12/17/15
I consider this a strong film-- valuable to our world, valuable to the art form. I can't see it being as good as Fantastic Mr. Fox, but by its end it had an element that the other film didn't have. It gained some power.
The good majority of the film was underwhelming for me. I've essentially only ever seen one Wes Anderson movie, and I've been wanting to visit this one for years, and I always knew I would like it, but somehow the Anderson originality is already very dry to me. I appreciate the act of looking for the signature aesthetic, but this film didn't have the amazing humor that the other had.
Yet I liked it, and do call it valuable.

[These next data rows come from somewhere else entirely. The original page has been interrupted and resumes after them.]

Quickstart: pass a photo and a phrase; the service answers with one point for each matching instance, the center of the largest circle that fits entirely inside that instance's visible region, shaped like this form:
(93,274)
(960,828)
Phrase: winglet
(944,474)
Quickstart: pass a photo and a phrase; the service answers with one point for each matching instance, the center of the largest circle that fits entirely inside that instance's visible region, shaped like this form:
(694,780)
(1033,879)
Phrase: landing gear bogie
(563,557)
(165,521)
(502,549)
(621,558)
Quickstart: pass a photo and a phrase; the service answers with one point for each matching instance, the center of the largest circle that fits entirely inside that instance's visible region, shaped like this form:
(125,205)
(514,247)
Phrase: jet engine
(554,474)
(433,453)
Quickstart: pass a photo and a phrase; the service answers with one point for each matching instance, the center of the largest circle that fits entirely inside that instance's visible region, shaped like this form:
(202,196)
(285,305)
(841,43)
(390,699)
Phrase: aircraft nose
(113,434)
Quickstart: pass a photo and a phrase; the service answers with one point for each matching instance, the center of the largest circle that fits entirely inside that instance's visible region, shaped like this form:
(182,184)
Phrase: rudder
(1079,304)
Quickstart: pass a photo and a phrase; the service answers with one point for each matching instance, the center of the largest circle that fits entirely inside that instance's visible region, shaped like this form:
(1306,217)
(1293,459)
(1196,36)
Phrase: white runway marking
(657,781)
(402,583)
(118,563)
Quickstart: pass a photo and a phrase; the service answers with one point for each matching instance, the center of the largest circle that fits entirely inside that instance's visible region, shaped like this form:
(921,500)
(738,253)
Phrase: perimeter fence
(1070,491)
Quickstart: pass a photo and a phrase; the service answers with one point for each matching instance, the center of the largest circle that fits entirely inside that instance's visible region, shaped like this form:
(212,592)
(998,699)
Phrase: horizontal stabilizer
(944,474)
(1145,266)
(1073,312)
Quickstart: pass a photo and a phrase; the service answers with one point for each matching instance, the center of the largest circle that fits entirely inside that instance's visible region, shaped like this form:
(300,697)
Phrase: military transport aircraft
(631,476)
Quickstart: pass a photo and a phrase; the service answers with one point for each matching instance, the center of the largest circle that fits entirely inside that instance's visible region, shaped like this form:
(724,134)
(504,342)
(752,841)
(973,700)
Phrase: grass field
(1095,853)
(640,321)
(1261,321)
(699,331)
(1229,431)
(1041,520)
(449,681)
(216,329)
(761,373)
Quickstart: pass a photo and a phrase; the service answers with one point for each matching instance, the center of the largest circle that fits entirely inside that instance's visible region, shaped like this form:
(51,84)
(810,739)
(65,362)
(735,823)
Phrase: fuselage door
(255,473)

The young male lead is fantastic in numerous ways; I love the Bruce Willis component; Ed Norton gives probably exactly what he should give-- I'm not sure just how valuable this is to me, but after Birdman I feel I could watch him anywhere-- I liked it. I feel once again that Bill Murray is a tragedy of disappointment, misunderstood to be a real actor.... and it is baffling to me. I have not been impressed in the slightest with the movies for which he is acclaimed as an actor-- Lost in Translation, Moonrise Kingdom, perhaps Groundhog Day or Razor's Edge.... Frances McDormand was irrelevant.
It's valuable because it is the real, the full Wes Anderson. Fox was a playful and probably ingenious experiment; Budapest is probably merely a project, a career-builder. Moonrise Kingdom is full and fleshed. And it is a good movie.